The other side of the coin is the repricing of companies most at risk of disruption. That’s what happened with the software. The software sell-off was not irrational, even if it was exaggerated. It was the market that attempted to separate companies whose pricing power survives AI from those that lose it.
When Anthropic launched agent tools that could automate enterprise workflows, the market asked a reasonable question: Why pay per-seat SaaS fees if AI can do the job? The resulting sell-off panic punished the good companies along with the bad, but the underlying question is legitimate.
Meanwhile, semiconductors held out. For example, the Russell 1000 Semiconductor The index diverged sharply from the software sector of the Russell 1000. Physical AI infrastructure continued to grow. Data center cooling companies reported record delays. Fiber connectivity companies launched new density-optimized product lines for hyperscale environments. The parts of the AI stack that are paid in real dollars, in real contracts, continued to grow.
A portfolio built for the next phase of AI trading looks less like a concentrated technology bet and more like a layered infrastructure position.
Think about it in terms of who gets paid, regardless of which AI platform wins. Cooling infrastructure doesn’t care if OpenAI, Anthropic or Alphabet wins the modeling race. Data centers need chillers anyway.

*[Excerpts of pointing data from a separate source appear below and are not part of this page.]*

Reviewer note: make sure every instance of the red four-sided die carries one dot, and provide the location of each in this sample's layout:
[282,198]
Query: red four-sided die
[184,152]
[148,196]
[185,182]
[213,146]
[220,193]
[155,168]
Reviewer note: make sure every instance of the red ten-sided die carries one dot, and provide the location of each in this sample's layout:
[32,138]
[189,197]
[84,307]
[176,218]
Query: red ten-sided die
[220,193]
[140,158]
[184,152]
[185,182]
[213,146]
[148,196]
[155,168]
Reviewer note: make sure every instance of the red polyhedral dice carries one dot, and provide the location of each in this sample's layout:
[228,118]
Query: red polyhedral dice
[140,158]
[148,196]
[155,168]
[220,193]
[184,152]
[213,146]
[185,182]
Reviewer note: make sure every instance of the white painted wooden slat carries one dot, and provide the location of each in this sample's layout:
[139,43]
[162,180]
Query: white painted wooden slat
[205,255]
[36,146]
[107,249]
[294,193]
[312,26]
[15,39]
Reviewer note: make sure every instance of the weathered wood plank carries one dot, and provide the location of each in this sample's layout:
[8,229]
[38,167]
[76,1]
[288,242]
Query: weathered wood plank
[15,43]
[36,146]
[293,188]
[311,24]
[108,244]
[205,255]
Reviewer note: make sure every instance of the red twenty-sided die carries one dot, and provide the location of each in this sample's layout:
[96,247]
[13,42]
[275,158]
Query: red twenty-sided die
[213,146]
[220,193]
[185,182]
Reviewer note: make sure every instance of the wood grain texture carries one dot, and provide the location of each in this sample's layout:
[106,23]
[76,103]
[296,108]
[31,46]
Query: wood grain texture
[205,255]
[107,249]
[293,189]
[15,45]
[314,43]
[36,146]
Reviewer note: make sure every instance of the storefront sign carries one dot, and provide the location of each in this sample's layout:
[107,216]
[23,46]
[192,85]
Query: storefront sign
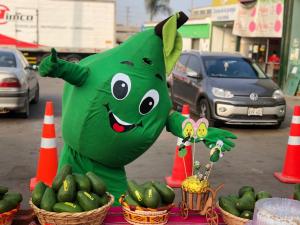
[264,19]
[224,13]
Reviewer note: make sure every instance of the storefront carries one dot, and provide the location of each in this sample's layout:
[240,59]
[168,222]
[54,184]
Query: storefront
[259,24]
[222,16]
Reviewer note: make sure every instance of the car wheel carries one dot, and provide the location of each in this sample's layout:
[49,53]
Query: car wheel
[276,126]
[36,98]
[24,113]
[204,111]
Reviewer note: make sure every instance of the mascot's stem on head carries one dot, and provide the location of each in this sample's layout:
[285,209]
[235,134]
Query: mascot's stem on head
[116,104]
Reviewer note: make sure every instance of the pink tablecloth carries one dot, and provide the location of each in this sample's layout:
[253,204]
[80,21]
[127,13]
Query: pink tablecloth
[115,217]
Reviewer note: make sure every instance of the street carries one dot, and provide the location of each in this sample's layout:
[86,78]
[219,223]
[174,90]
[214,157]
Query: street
[258,153]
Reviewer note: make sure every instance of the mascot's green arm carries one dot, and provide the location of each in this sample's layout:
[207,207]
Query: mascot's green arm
[52,66]
[174,125]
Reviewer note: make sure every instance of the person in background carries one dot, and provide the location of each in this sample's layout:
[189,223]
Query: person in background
[274,58]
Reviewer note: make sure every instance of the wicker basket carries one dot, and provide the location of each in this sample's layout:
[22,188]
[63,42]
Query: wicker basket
[230,219]
[92,217]
[7,217]
[143,216]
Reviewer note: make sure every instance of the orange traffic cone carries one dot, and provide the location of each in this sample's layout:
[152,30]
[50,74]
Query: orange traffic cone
[182,167]
[47,165]
[291,168]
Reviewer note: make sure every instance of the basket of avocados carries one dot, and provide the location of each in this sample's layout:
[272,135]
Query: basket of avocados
[238,209]
[9,205]
[73,199]
[149,203]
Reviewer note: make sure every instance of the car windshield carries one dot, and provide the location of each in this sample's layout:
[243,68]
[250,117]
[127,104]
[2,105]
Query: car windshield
[232,67]
[7,59]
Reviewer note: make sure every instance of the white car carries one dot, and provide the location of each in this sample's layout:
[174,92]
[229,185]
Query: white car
[18,83]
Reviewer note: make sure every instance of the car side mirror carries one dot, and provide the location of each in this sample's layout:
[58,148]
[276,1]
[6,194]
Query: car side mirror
[31,67]
[194,74]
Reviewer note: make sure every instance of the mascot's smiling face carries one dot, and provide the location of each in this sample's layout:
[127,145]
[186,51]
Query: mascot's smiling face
[123,105]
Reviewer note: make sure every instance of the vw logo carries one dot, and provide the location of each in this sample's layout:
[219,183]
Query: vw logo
[254,96]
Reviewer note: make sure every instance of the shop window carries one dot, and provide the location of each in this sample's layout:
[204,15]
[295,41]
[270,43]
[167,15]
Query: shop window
[196,43]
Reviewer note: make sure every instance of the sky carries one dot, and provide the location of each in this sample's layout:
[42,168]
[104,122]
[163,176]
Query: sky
[137,13]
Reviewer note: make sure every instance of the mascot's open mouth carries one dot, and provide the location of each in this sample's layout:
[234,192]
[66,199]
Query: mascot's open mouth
[117,124]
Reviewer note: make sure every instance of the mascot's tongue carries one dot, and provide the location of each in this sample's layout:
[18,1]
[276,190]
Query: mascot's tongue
[118,128]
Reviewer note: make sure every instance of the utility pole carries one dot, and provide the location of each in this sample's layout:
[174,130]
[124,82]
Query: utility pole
[192,4]
[127,15]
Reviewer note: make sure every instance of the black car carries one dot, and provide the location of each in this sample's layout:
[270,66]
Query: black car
[226,87]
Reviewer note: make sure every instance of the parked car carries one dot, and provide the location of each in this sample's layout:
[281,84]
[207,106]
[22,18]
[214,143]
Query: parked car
[226,87]
[18,83]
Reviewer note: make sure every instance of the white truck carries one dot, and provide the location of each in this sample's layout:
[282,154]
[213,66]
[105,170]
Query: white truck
[76,28]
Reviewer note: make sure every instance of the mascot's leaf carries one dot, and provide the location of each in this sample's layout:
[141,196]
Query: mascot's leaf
[172,43]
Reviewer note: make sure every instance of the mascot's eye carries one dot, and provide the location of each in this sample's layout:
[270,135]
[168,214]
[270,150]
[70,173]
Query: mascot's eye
[120,86]
[149,101]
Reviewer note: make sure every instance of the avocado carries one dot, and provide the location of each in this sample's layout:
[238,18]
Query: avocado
[262,195]
[167,193]
[102,200]
[98,186]
[130,201]
[246,202]
[233,198]
[61,176]
[136,192]
[247,214]
[245,189]
[227,205]
[87,201]
[83,182]
[67,191]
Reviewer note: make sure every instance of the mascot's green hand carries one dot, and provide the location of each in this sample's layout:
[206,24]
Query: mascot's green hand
[215,134]
[72,73]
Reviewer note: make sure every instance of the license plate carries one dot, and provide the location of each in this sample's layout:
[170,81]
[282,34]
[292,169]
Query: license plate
[3,110]
[255,112]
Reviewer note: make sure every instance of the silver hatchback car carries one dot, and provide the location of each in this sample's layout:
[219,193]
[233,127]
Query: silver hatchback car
[226,88]
[18,83]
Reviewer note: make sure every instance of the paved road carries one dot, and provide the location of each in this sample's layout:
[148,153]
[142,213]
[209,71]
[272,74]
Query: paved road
[258,153]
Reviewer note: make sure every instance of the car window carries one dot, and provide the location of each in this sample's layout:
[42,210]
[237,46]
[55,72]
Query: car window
[181,64]
[7,59]
[231,67]
[193,64]
[23,60]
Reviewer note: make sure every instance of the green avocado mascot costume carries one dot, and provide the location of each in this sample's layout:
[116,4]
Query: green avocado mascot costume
[116,104]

A good example here is Vertiv(NYSE: VRT). This company is a direct beneficiary of AI power and cooling demands, supplying the thermal infrastructure that every data center needs, regardless of which model wins. another is Equinix(NASDAQ: EQIX)which operates the physical backbone of the Internet, leasing data center capacity and interconnection services that scale alongside AI workloads.
Fiber connectivity doesn’t care if the winning AI runs on Nvidia or AMD GPUs: it needs fiber either way. Enterprise AI tools deployed at scale on long-term contracts have revenue visibility that doesn’t change price with every quarterly sentiment change. amphenol(NYSE: APH) powers AI clusters with high-speed connectors and interconnection systems that become increasingly critical as computing density increases.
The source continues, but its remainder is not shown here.